Publié le 18 janvier 2024 21:57:00. Le maire d’un arrondissement de Mexico, Mauricio Tabe, a créé la controverse en appelant publiquement à l’expulsion des ambassades du Venezuela, de Cuba et du Nicaragua, qu’il qualifie de régimes dictatoriaux. Cette initiative, largement relayée sur les réseaux sociaux, intervient dans un contexte de tensions diplomatiques en Amérique latine.
- Mauricio Tabe, maire de Miguel Hidalgo et coordinateur national des maires du Parti d’Action Nationale (PAN), demande le déplacement des ambassades du Venezuela, de Cuba et du Nicaragua.
- Il justifie sa demande en dénonçant les gouvernements de ces pays comme des « dictatures » abusant de leur pouvoir.
- Cette initiative a suscité un débat passionné sur les réseaux sociaux, entre soutien et critiques virulentes.
La demande du maire de Miguel Hidalgo, Mauricio Tabe, de voir les ambassades du Venezuela, de Cuba et du Nicaragua déplacées de son arrondissement a déclenché une vive polémique au Mexique. Dans une vidéo diffusée sur les réseaux sociaux, M. Tabe a exprimé son opposition à la présence de représentants de ces gouvernements, qu’il considère comme des régimes autoritaires. Il a affirmé qu’il s’exprimait non pas en tant que politicien, mais en tant que citoyen préoccupé par la défense de la liberté et des droits de l’homme.
« Ici, nous défendons la démocratie, la liberté et la dignité humaine. Le silence face à l’injustice est une complicité. »

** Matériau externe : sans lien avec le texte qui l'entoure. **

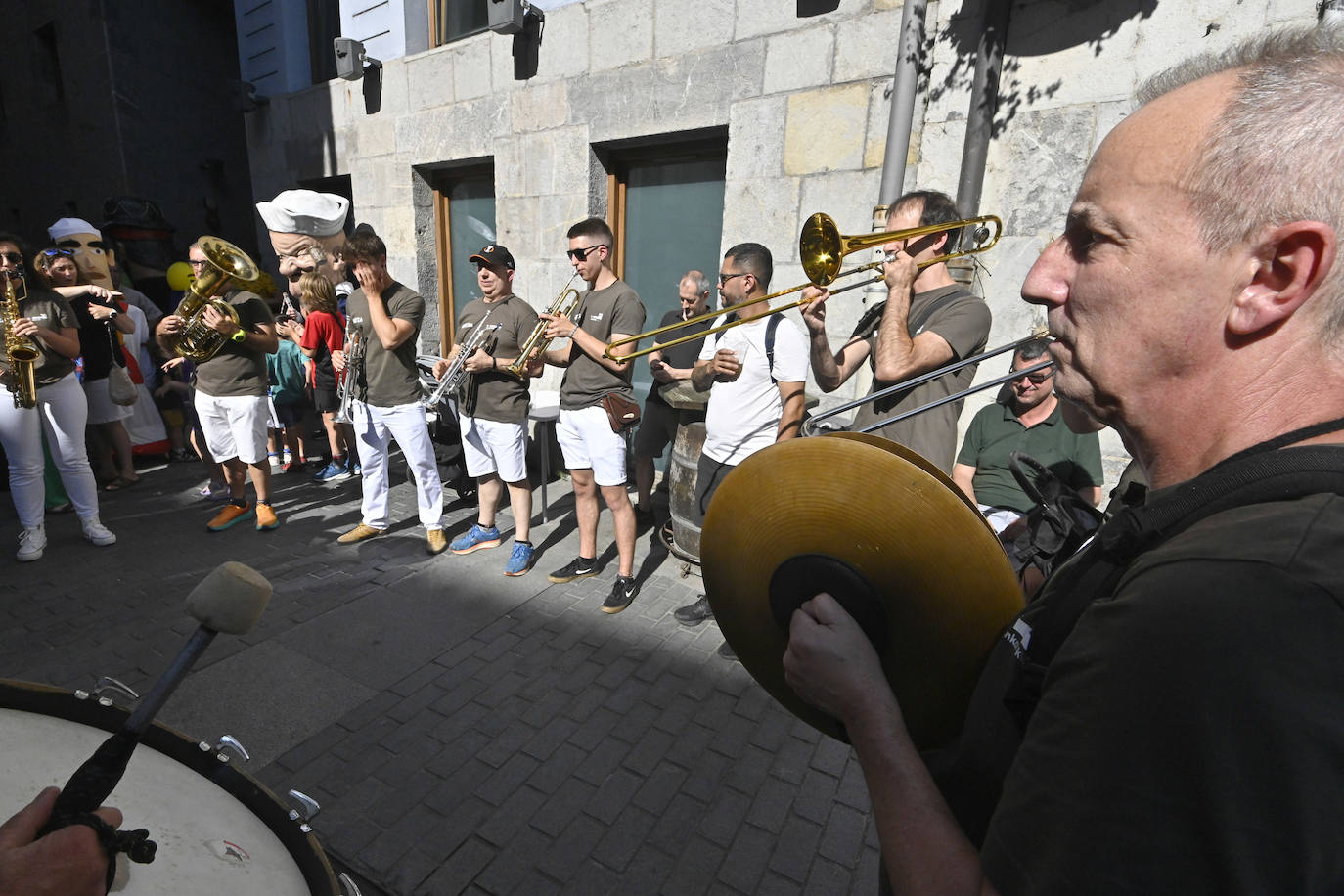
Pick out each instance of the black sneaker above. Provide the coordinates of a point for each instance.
(694, 614)
(577, 568)
(622, 593)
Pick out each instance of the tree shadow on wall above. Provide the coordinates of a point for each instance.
(1035, 28)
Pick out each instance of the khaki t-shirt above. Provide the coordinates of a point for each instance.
(496, 395)
(238, 370)
(615, 309)
(963, 323)
(47, 310)
(387, 379)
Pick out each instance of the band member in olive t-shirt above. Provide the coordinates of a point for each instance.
(384, 319)
(47, 323)
(593, 452)
(493, 405)
(232, 399)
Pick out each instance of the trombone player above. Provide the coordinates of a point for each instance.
(926, 321)
(493, 407)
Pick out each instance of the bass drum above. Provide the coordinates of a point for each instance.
(218, 829)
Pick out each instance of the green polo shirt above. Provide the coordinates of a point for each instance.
(996, 432)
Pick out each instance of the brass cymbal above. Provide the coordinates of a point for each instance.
(891, 539)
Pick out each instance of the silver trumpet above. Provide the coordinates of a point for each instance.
(456, 374)
(354, 360)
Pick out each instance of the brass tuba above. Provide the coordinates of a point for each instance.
(23, 353)
(229, 267)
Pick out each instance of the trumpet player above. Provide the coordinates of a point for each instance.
(384, 319)
(926, 323)
(493, 405)
(594, 453)
(232, 398)
(54, 403)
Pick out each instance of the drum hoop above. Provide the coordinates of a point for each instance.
(39, 698)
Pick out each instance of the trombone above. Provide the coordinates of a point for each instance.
(809, 426)
(820, 247)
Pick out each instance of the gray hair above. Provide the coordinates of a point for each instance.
(703, 284)
(1276, 154)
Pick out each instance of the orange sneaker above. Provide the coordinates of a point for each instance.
(266, 517)
(229, 516)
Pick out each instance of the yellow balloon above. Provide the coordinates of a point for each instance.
(179, 276)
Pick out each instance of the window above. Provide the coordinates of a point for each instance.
(452, 21)
(464, 222)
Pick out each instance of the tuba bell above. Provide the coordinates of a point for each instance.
(229, 267)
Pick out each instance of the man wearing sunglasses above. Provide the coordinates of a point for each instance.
(1030, 420)
(594, 454)
(926, 323)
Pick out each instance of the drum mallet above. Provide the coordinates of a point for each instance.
(230, 600)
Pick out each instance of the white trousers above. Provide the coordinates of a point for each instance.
(377, 427)
(62, 413)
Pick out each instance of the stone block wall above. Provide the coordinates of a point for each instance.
(804, 103)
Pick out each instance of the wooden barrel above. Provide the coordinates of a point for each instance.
(682, 474)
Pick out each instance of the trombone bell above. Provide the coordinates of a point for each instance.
(822, 245)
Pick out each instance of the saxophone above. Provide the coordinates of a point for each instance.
(23, 353)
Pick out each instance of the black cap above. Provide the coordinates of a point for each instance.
(493, 254)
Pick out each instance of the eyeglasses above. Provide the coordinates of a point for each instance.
(581, 254)
(1037, 379)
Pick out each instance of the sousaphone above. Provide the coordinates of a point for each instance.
(886, 533)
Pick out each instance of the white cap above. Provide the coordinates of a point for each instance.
(67, 226)
(305, 211)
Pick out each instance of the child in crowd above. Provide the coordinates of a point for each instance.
(323, 334)
(287, 398)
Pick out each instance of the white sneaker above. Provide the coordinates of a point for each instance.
(97, 533)
(32, 542)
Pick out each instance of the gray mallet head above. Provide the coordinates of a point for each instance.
(230, 600)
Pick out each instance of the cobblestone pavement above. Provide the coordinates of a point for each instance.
(464, 733)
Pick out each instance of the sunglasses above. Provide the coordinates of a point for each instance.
(581, 254)
(1037, 379)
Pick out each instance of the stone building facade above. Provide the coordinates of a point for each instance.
(801, 104)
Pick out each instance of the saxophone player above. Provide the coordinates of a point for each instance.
(493, 406)
(232, 398)
(384, 317)
(50, 400)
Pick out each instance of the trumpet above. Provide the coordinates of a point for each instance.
(536, 342)
(820, 247)
(456, 374)
(809, 426)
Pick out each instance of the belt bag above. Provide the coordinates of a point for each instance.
(621, 411)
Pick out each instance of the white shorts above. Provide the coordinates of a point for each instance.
(491, 446)
(588, 442)
(234, 426)
(101, 407)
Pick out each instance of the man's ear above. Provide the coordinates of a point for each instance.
(1289, 265)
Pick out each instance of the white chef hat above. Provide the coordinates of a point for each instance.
(305, 211)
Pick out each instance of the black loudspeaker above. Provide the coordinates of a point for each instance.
(816, 7)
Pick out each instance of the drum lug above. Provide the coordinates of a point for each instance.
(229, 741)
(108, 686)
(305, 808)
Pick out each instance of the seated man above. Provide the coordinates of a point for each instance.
(1031, 421)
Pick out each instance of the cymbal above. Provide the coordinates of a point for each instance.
(891, 539)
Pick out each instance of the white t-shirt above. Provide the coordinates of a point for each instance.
(743, 416)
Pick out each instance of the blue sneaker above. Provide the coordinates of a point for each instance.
(333, 473)
(474, 539)
(520, 560)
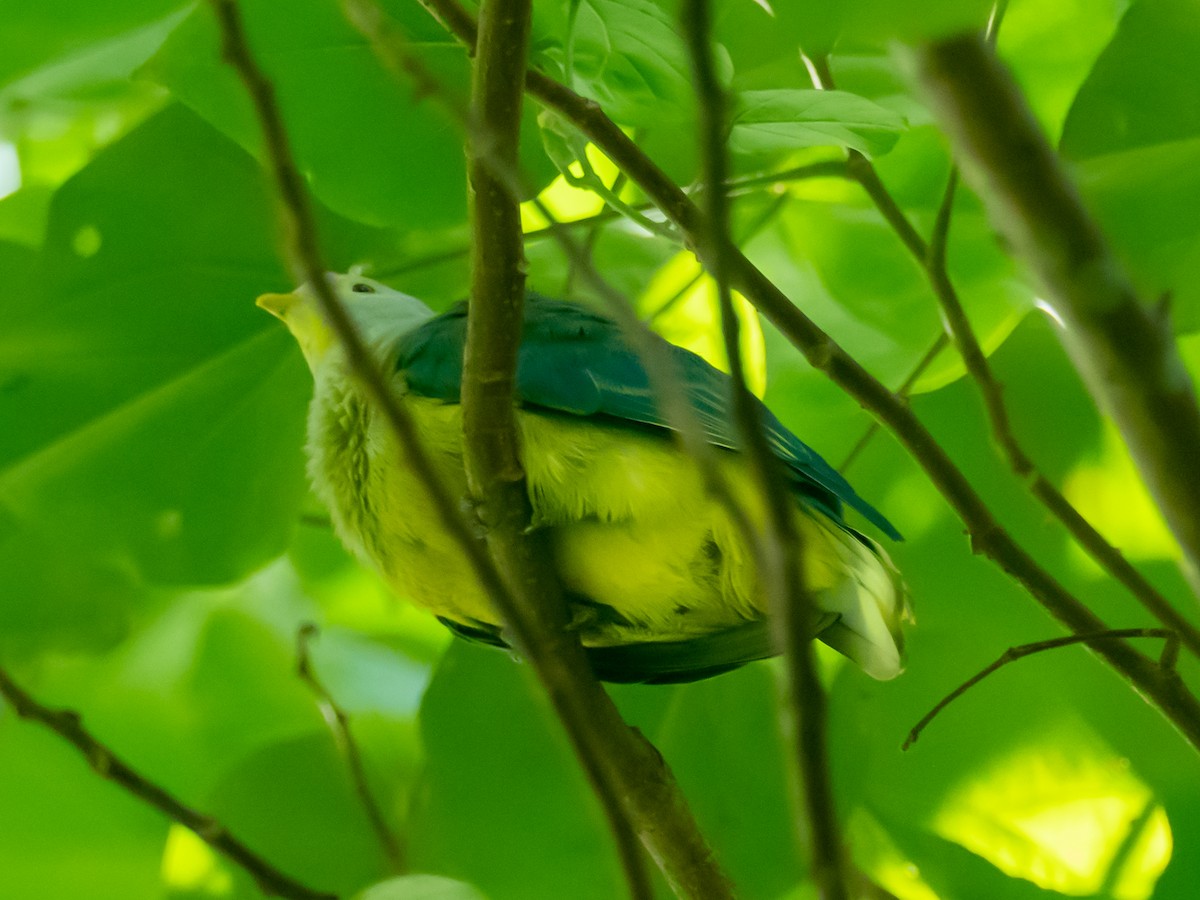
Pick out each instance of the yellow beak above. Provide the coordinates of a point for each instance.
(277, 304)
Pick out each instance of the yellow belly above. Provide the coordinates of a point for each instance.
(631, 526)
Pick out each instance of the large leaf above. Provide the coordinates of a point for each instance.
(501, 780)
(1146, 201)
(769, 121)
(1141, 90)
(35, 34)
(154, 417)
(375, 147)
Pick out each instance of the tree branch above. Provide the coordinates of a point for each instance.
(1169, 695)
(340, 724)
(1123, 348)
(106, 763)
(931, 258)
(495, 472)
(628, 774)
(779, 555)
(1167, 663)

Mauricio Tabe, maire de Miguel Hidalgo et coordinateur national des maires du PAN
La vidéo, qui a déjà été visionnée plus de 17 000 fois, a été largement partagée par des personnalités de droite, notamment l’influenceur Edson Andrade, accusé par le gouvernement de la capitale de Morena d’inciter à la contestation contre l’administration locale, ainsi que par d’autres créateurs de contenu comme Mauricio García. Les utilisateurs affiliés au PAN ont salué cette position, arguant de la nécessité de ne pas normaliser les dictatures.
Cependant, la demande de M. Tabe a également été vivement critiquée. Certains l’ont qualifiée d’« acte barbare » et d’« initiative sans fondement juridique », tandis que d’autres y voient une tentative de politisation de la politique étrangère mexicaine.
Cette déclaration intervient dans un contexte régional tendu, marqué notamment par les récentes interventions militaires des États-Unis au Venezuela, qui ont suscité des réactions diplomatiques en Amérique latine et des appels au respect de la souveraineté des peuples.